# Can I use "old" brake fluid?



## gamblinfool (Sep 28, 2001)

Now before I get flamed, let me clarify that stuff in question is about a half a bottle of SuperBlue that's been opened exactly once about two years ago. Every piece of literature I see says use "new" fluid...does this qualify as "new"...?
I have a full unopened bottle that I just bought in case I can't...but how much should a completely emptied mk1 16v brake system take?
Thanks in advance! Jeff


----------



## nightwing940 (May 2, 2008)

*Re: Can I use "old" brake fluid? (gamblinfool)*

the reason they tell you not to use opened brake fluid is its hygroscopic, so it absorbs water, i wouldn't recommend using the old bottle, but i dont know how much the system takes im rather new to vws http://****************.com/smile/emthup.gif


----------



## germancarnut51 (Mar 23, 2008)

*Re: Can I use "old" brake fluid? (gamblinfool)*

I would go ahead and use it myself.
First of all, the fluid is probably still good, because it has been capped. 
And, in your original post, you give the impression that you are going to fill a dry brake system. That means that you will initially fill the system (with the the open bottle of brake fluid), then end up bleeding close to a quart out of it to remove the air from the system.
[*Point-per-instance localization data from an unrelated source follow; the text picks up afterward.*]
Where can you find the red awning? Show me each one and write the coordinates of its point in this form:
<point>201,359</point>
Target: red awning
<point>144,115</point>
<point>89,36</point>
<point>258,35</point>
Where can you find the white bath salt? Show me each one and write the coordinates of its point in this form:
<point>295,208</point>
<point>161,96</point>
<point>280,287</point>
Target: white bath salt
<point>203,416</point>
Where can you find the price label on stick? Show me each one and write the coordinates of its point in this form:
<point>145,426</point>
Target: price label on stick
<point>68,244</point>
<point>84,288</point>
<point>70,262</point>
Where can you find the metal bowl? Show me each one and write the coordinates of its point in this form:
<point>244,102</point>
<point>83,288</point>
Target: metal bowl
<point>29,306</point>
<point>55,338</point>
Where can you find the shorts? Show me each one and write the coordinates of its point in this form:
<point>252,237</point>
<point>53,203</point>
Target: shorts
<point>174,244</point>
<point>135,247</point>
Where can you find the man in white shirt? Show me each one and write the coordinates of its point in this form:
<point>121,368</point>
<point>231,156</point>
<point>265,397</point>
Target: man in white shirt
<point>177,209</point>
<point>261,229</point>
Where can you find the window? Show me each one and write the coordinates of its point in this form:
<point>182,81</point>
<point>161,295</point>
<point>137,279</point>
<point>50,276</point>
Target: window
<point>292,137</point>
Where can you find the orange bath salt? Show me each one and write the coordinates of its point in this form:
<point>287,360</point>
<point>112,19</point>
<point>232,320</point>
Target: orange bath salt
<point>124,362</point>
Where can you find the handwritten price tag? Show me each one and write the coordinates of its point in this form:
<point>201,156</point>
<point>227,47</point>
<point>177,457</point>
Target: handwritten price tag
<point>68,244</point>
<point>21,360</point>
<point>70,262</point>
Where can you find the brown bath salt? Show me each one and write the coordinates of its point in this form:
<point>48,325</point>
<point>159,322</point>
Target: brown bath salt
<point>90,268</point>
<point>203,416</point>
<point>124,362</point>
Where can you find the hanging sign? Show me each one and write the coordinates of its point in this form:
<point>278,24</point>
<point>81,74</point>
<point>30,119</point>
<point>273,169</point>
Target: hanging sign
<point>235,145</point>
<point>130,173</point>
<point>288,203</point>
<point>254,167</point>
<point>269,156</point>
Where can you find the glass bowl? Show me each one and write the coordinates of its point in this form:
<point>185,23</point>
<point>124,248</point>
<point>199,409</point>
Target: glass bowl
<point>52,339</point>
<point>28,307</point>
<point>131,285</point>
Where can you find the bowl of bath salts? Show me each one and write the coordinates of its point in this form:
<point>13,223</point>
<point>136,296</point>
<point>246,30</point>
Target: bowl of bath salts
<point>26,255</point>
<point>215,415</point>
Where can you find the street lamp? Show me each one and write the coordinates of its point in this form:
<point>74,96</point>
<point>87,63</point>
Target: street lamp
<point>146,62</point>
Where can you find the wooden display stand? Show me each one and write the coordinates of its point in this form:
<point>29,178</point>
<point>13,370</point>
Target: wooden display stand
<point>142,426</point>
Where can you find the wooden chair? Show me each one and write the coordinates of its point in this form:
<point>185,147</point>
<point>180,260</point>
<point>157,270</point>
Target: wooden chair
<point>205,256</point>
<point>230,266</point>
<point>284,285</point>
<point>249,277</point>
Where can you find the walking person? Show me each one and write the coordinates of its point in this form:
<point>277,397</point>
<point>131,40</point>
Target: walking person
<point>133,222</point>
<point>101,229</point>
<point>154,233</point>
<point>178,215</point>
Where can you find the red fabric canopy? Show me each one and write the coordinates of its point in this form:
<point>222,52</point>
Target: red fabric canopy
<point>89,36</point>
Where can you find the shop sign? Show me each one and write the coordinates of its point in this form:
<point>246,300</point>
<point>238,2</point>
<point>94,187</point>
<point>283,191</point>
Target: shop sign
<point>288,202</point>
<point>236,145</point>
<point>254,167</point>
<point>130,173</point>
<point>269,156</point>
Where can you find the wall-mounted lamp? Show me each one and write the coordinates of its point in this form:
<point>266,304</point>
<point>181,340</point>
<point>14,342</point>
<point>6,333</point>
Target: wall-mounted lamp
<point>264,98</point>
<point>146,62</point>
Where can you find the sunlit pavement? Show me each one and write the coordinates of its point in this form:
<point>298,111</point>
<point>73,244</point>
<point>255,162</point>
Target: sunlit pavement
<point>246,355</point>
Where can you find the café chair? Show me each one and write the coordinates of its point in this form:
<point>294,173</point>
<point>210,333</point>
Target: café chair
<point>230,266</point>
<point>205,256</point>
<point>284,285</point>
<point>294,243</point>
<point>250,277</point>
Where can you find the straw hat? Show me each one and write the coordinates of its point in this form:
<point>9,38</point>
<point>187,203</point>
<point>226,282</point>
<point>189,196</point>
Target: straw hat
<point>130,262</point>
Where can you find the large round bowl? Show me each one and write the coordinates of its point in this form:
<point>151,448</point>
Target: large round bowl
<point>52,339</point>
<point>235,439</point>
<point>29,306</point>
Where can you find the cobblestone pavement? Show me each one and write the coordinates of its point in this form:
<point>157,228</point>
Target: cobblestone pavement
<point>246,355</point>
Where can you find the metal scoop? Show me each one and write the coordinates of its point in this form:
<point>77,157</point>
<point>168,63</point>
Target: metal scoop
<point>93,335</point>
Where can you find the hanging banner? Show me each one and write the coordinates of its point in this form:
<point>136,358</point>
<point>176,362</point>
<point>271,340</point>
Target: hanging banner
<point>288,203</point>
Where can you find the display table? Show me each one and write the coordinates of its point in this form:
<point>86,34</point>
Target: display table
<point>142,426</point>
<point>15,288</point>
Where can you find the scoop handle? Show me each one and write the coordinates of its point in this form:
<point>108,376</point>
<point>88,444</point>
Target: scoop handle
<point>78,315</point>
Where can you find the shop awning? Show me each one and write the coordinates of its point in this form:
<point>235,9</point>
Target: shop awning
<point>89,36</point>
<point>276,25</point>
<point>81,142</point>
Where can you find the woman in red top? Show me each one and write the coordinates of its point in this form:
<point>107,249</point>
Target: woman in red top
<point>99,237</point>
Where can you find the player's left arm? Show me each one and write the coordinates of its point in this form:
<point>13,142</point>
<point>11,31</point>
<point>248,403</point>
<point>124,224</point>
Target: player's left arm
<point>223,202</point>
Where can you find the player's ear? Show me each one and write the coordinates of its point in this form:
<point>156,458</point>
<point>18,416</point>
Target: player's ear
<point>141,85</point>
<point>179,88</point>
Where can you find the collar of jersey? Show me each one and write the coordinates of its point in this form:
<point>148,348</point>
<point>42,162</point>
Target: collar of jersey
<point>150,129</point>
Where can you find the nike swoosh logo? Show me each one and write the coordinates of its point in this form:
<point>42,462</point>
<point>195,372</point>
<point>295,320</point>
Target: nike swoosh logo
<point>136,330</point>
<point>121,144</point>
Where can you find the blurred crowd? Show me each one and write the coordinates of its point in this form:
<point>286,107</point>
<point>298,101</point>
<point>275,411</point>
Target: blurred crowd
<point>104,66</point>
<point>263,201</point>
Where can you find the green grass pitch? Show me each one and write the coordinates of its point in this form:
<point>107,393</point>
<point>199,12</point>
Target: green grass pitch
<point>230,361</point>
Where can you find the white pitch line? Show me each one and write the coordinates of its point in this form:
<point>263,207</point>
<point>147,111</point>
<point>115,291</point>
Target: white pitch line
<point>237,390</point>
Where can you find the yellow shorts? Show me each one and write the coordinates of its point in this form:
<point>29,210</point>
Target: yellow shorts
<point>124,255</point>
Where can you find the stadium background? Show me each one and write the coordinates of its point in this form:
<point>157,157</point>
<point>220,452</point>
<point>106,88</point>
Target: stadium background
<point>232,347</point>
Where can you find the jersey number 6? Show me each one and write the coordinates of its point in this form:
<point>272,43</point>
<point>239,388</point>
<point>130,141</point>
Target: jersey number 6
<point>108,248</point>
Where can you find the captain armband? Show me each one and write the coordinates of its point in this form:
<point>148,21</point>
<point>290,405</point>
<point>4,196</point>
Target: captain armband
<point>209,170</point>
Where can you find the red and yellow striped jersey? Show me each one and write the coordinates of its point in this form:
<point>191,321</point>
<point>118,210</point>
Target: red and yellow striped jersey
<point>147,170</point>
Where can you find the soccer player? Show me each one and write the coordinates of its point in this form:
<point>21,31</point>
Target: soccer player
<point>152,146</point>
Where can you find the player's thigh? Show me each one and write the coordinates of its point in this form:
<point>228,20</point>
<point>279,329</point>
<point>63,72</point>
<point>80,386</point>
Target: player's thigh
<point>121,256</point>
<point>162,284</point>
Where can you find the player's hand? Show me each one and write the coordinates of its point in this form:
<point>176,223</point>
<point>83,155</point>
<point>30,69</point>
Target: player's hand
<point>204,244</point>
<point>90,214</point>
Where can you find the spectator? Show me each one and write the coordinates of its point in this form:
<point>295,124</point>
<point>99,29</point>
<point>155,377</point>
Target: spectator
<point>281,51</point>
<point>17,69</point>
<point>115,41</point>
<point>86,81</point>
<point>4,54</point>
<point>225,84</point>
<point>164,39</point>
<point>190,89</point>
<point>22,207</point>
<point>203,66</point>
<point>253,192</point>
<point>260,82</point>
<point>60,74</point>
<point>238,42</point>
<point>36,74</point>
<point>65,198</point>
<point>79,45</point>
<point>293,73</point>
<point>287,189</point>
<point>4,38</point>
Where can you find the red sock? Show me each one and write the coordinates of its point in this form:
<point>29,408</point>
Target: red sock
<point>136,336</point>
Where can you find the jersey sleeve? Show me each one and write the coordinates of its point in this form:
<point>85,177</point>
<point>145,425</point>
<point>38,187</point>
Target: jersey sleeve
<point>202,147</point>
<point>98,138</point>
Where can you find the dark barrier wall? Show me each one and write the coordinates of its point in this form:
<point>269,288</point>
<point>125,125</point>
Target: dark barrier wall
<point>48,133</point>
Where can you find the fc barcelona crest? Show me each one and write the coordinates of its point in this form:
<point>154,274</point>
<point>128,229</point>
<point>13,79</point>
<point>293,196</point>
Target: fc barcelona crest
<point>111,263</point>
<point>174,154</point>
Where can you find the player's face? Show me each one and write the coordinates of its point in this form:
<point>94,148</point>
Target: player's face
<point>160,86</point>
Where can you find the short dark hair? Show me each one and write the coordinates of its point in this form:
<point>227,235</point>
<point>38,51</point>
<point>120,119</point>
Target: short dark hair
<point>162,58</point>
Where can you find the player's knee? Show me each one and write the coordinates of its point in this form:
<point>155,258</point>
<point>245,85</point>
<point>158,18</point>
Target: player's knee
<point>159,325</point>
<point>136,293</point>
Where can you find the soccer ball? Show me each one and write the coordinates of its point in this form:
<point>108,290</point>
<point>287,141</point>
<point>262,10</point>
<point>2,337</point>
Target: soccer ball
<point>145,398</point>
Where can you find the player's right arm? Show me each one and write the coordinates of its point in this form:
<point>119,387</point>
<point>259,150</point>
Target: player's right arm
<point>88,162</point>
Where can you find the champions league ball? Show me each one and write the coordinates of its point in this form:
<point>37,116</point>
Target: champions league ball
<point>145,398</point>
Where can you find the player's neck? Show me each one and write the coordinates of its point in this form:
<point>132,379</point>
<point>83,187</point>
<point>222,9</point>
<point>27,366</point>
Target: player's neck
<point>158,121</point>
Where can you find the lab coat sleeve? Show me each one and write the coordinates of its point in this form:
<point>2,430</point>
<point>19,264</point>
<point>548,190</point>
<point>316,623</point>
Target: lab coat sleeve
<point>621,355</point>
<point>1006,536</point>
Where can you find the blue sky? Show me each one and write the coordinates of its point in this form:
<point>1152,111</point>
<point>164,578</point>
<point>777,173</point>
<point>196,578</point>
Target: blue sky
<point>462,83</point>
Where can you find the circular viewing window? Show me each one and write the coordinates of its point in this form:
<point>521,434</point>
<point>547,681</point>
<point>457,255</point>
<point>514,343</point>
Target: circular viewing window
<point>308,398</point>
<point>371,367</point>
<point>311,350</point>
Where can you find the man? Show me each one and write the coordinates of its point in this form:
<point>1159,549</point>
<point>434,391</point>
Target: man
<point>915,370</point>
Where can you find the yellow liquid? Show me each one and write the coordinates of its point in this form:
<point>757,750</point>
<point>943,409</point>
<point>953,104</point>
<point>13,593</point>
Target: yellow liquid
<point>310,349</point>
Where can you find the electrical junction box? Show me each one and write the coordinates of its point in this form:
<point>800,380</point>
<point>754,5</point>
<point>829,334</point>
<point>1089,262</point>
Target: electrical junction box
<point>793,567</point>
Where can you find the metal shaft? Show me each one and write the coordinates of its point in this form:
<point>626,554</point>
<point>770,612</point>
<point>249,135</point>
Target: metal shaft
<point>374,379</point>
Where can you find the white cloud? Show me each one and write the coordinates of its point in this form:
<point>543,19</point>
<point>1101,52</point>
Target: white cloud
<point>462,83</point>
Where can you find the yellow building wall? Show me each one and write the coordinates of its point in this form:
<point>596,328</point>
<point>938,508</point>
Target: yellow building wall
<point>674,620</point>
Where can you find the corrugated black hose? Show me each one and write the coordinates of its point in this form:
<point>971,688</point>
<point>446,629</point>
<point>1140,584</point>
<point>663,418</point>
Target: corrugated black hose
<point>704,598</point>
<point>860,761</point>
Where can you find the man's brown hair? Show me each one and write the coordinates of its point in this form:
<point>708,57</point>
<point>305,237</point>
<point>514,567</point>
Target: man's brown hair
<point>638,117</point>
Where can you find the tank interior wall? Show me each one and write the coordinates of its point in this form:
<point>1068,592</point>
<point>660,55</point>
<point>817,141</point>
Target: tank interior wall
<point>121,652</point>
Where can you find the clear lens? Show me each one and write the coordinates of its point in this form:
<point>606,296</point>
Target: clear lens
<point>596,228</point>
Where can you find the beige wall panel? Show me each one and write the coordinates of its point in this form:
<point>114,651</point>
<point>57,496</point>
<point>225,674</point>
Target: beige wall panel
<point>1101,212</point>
This means that the 1/2 a bottle of brake fluid from the open bottle (the old one in question) that you poured in first is going to be drawn out and discarded anyway.
So even though you may be pouring it in, it's coming out anyway, and is not going to be left in the system, which will end up with the fresh fluid when you are done.


----------



## spitpilot (Feb 14, 2000)

*Re: Can I use "old" brake fluid? (gamblinfool)*

If fluid has been in tightly capped factory container..I'd not worry at all..the amount of moisture vapor that could migrate thru a plastic cap is molecules at most..particularly here in CA where humidity is very low year round!


----------